The team of researchers from the Department of Emergency Medicine at the Perelman School of Medicine found that physicians who heard this narrative, or story, about opioid guidelines were more likely to recall the guideline content after an hour than those who just heard a summary of the guidelines. The new study is published online ahead of print in the journal Academic Emergency Medicine.
Opioid overdose is the second leading cause of unintentional injury death in the U.S., and many of these fatalities can be attributed to patients taking too much a legally prescribed pain medication. Nearly half of patients presenting to an emergency department (ED) have painful conditions, yet emergency patients are also considered at high risk for opioid abuse. To deliver patient-centered care, emergency physicians are often challenged to identify – during only brief interactions – the best pain regimens to prescribe. In order to better help clinicians identify patients who most need prescriptions, the American College of Emergency Physicians (ACEP) published an evidence-based clinical policy in October 2012 outlining optimal pain management in the ED.
“Evidence-based guidelines can be valuable tools for providers and incorporate the best clinical research findings to help direct appropriate care for patients. The problem is, many physicians don’t readily adopt guidelines, creating an unfortunate barrier between rigorous medical research and the day-to-day practice of medicine,” said senior study author Zachary Meisel, MD, MPH, MSc, assistant professor of Emergency Medicine in the Center for Emergency Care Policy Research and a senior fellow at the Leonard Davis Institute of Economics at Penn. “From previous research, we know that narratives in medicine serve as a powerful tool for translating and communicating complex ideas to patients, so we wanted to know if this same approach could help doctors better recall and relate crucial care-related protocols when it comes to prescription opioids.”
To test this innovative approach, the research team conducted a prospective, randomized controlled experiment to compare whether a short narrative versus a summary of clinical guidelines promoted short-term recall of six themes contained in the ACEP opioid guideline with 82 emergency medicine clinicians from across Philadelphia.

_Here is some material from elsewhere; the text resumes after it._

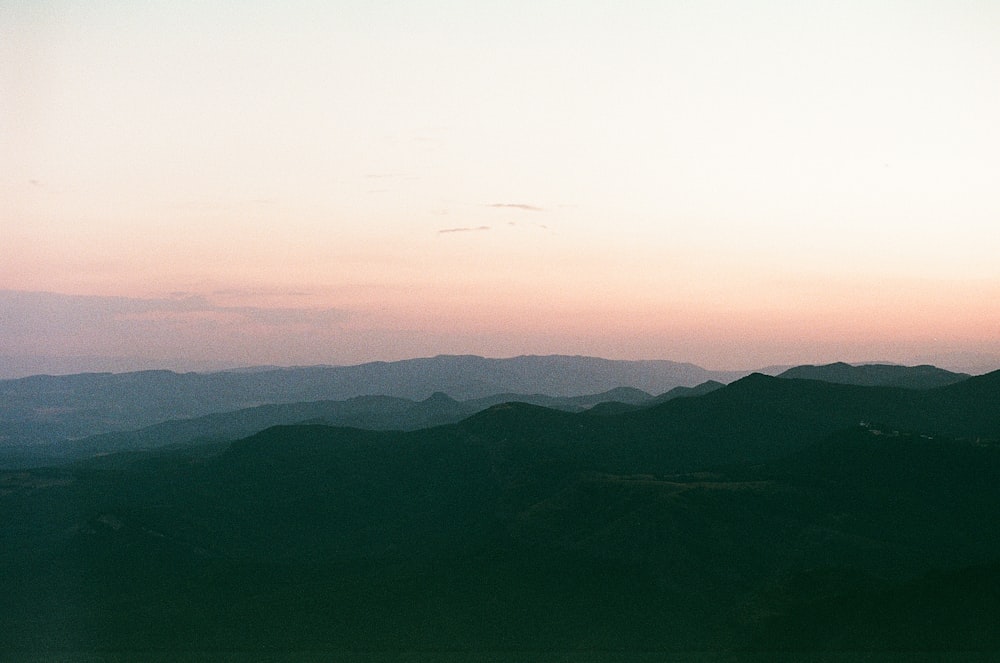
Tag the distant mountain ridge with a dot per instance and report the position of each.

The experiment was modeled after the free-recall test, an established technique in studies of memory. Emergency physicians were randomized to read either a summary of the guideline or a narrative. The fictional narrative was constructed to match the summary in content and length. One hour after reading the text, participants listed all content that they could recall.

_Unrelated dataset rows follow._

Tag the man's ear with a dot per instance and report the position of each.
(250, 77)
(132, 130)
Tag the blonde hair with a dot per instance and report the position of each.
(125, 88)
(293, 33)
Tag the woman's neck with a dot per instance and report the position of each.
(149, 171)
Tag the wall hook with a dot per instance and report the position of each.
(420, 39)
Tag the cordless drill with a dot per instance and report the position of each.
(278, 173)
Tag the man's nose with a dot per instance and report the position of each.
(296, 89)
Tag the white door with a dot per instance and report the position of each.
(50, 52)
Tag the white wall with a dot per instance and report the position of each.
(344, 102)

“In medical school we are taught, and often rightly so, to be wary of anecdote when making decisions about patient care. So we didn’t know what we would find. But we believe that doctors are people too—so why couldn’t stories be helpful for doctors who need to integrate and use evidence-based information all the time?” asked Meisel.
Physicians exposed to the narrative about opioid guidelines were more likely to recall specific components of the guideline content at one hour than those exposed to a summary of the guidelines. For some components, the increased rate of recall among the story group was as high as three times the rate of the summary. For three of the six themes, the proportion of responses that recalled the theme was significantly greater in the narrative arm compared to the summary arm, with the differences ranging from 20 to 51 percent. Additionally, the research team found that in the guideline summary arm, 54 percent of responses were found to contain falsely recalled or extraneous information versus 21 percent of responses in the narrative arm.